What’s kept hand-tracking devices away from consumers is that, to date, they’ve been rather clunky contraptions, relying on strategically positioned cameras, tracking markers, or even adhesive sensors that can detect electrical impulses as muscles in the user’s hands are activated. A different approach has been needed to make these devices practical for day to day use, and that’s what’s finally being demonstrated here.

Gif: Cornell University Gif: Cornell University

The FingerTrack wearable trades optical cameras for just four low-resolution thermal cameras positioned around the wrist where you’d normally wear a watch. Those cameras are pointed towards the hand but don’t have an unobstructed view of the wearer’s fingers. Instead, the four cameras are continuously taking images of what they can see, which amounts to essentially an ever-changing heatmap blob representing the wearer’s hand from different angles.
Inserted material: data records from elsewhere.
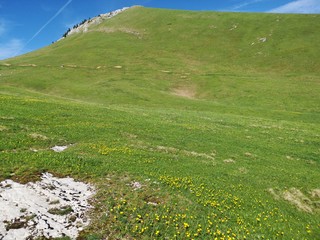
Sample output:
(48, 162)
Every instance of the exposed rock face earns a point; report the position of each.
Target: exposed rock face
(50, 208)
(95, 21)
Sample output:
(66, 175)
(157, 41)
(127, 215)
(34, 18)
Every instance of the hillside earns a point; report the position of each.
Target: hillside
(216, 116)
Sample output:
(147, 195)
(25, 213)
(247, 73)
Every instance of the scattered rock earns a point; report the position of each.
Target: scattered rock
(27, 213)
(82, 28)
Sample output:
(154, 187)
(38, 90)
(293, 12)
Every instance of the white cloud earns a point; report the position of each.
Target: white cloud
(10, 48)
(246, 3)
(299, 6)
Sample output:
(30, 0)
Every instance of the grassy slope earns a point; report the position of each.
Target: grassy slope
(255, 104)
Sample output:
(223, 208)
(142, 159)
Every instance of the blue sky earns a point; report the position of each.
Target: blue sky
(29, 25)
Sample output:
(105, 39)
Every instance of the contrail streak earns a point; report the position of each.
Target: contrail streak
(44, 26)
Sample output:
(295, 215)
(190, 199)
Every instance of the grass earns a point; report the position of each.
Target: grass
(219, 165)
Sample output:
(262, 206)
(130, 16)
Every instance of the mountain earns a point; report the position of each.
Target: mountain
(150, 54)
(190, 124)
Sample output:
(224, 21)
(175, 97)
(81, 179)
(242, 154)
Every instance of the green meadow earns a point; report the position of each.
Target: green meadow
(191, 125)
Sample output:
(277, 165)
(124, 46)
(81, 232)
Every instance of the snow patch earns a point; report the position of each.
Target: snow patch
(95, 21)
(51, 208)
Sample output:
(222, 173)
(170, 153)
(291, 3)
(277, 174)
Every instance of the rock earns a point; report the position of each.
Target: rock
(25, 208)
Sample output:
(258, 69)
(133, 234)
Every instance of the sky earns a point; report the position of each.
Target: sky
(29, 25)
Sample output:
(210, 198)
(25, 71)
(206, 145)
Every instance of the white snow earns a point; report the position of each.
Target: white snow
(32, 210)
(95, 21)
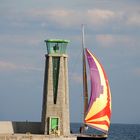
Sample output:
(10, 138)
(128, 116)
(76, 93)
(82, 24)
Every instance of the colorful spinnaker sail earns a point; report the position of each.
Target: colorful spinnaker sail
(99, 107)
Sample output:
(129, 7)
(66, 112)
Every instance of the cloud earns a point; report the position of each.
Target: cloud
(111, 40)
(133, 19)
(100, 16)
(19, 39)
(137, 72)
(9, 66)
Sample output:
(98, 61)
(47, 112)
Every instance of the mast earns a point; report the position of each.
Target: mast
(85, 88)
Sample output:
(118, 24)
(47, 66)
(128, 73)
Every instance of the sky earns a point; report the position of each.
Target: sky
(112, 33)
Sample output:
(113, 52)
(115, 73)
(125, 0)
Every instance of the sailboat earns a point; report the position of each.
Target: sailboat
(97, 109)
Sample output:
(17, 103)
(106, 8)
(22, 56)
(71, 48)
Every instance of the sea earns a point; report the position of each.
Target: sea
(116, 132)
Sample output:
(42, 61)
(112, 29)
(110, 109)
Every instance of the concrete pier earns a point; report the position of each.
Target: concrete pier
(29, 136)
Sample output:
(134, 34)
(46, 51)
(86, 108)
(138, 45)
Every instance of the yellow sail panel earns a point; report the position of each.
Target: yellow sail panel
(99, 127)
(99, 110)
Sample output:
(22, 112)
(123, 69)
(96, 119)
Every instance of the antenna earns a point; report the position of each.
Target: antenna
(83, 36)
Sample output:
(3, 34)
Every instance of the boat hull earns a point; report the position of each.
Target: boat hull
(91, 137)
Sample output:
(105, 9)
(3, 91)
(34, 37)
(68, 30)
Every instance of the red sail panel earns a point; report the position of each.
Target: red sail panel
(99, 109)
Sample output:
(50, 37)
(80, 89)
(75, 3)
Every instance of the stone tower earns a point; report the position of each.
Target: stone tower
(55, 109)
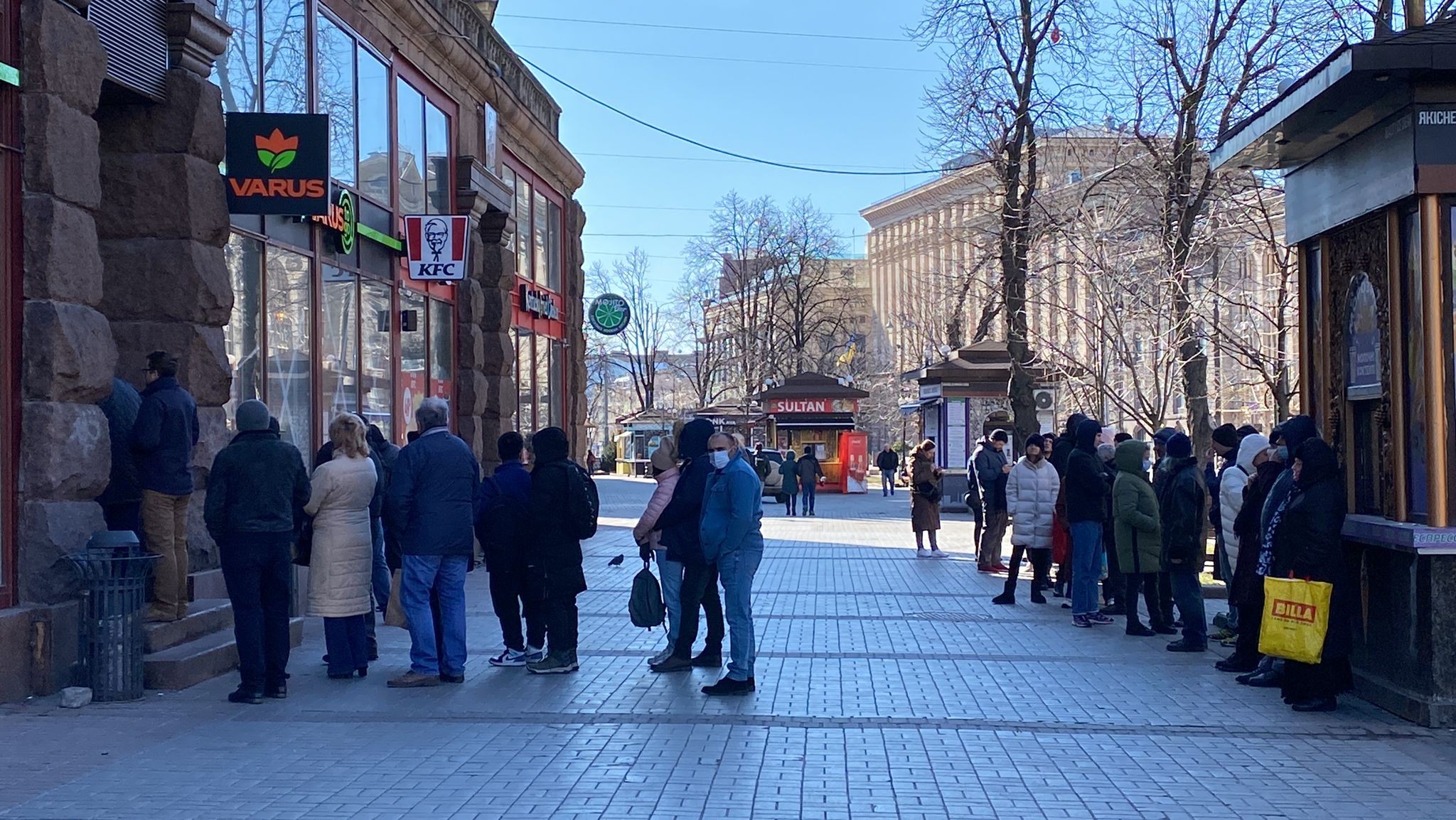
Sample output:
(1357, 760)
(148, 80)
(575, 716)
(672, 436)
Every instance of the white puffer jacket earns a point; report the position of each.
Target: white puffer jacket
(1032, 499)
(1231, 491)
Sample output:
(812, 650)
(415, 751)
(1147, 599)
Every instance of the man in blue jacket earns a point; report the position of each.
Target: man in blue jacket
(430, 510)
(732, 536)
(162, 441)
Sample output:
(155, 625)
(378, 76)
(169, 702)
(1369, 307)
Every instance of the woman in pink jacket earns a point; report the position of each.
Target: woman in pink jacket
(664, 470)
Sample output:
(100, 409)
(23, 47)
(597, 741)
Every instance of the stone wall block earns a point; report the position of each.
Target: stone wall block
(62, 54)
(62, 155)
(178, 280)
(203, 359)
(75, 460)
(188, 123)
(162, 195)
(60, 251)
(69, 355)
(47, 532)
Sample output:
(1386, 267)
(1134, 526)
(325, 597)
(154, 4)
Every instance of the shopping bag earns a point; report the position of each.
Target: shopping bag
(395, 609)
(1296, 615)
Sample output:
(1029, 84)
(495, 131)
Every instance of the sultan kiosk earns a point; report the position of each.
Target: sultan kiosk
(1368, 140)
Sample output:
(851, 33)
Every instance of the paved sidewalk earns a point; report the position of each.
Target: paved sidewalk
(889, 686)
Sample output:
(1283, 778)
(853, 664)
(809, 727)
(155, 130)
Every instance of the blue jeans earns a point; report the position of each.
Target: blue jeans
(672, 573)
(1189, 595)
(444, 574)
(1086, 566)
(736, 570)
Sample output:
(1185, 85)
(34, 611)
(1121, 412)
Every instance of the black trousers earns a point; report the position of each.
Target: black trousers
(510, 603)
(701, 589)
(1147, 583)
(561, 624)
(258, 571)
(1040, 567)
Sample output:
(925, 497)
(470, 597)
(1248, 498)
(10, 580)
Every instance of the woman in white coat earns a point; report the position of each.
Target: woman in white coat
(343, 560)
(1032, 499)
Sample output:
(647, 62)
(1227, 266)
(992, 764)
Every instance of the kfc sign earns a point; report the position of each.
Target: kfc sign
(811, 405)
(436, 247)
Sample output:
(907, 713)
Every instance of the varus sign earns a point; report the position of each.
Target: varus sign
(277, 163)
(811, 405)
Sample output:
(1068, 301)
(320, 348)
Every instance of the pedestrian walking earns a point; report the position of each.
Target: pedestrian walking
(1184, 514)
(1085, 491)
(650, 541)
(925, 499)
(343, 560)
(501, 528)
(790, 470)
(1138, 535)
(254, 510)
(992, 470)
(810, 475)
(162, 442)
(560, 491)
(1307, 544)
(1257, 474)
(1032, 499)
(889, 465)
(680, 524)
(122, 500)
(430, 510)
(733, 539)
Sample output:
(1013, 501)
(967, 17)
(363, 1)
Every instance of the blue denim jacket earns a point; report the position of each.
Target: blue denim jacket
(733, 509)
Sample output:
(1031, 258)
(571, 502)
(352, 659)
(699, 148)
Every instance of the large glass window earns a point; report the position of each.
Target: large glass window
(336, 68)
(411, 133)
(373, 127)
(378, 366)
(286, 55)
(290, 345)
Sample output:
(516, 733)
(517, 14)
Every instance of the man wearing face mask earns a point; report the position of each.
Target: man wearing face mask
(732, 535)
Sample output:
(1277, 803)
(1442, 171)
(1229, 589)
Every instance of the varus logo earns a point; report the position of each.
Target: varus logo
(1295, 610)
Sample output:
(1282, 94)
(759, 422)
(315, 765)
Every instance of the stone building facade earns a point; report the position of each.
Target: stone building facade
(117, 241)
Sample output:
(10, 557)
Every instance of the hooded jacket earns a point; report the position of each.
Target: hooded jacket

To the naked eye, it doesn’t make much sense, but when the images from the four thermal cameras are merged into a single silhouette, machine learning can be used to interpret the blob and extrapolate the positions of each and every finger, in real-time, and with enough accuracy to distinguish between 20 finger joint positions. As nondescript as the heatmap images may appear, making a pointing gesture with one finger, for example, will always result in the same shape being captured by the cameras, which means that even if the thermal cameras aren’t perfectly aligned all the time, a machine learning model will still be able to use the heatmap imagery to know how the hand is posed, and how it’s moving.

The FingerTrack prototype definitely still looks like a prototype, and a device that few consumers would be willing to strap to their arms in its current form. But eventually, the technology could be integrated into a device like a smartwatch, which consumers have readily embraced. There are also other applications aside from enabling the future of wearables. The technology could also yield low-cost devices capable of automatically translating sign language making it easier for those reliant on their hands to communicate, to be able to talk to anyone. Tracking how the hands move, and how that changes over time, such as tremors developing, could also be used to diagnose and spot the early signs of conditions like Parkinson’s.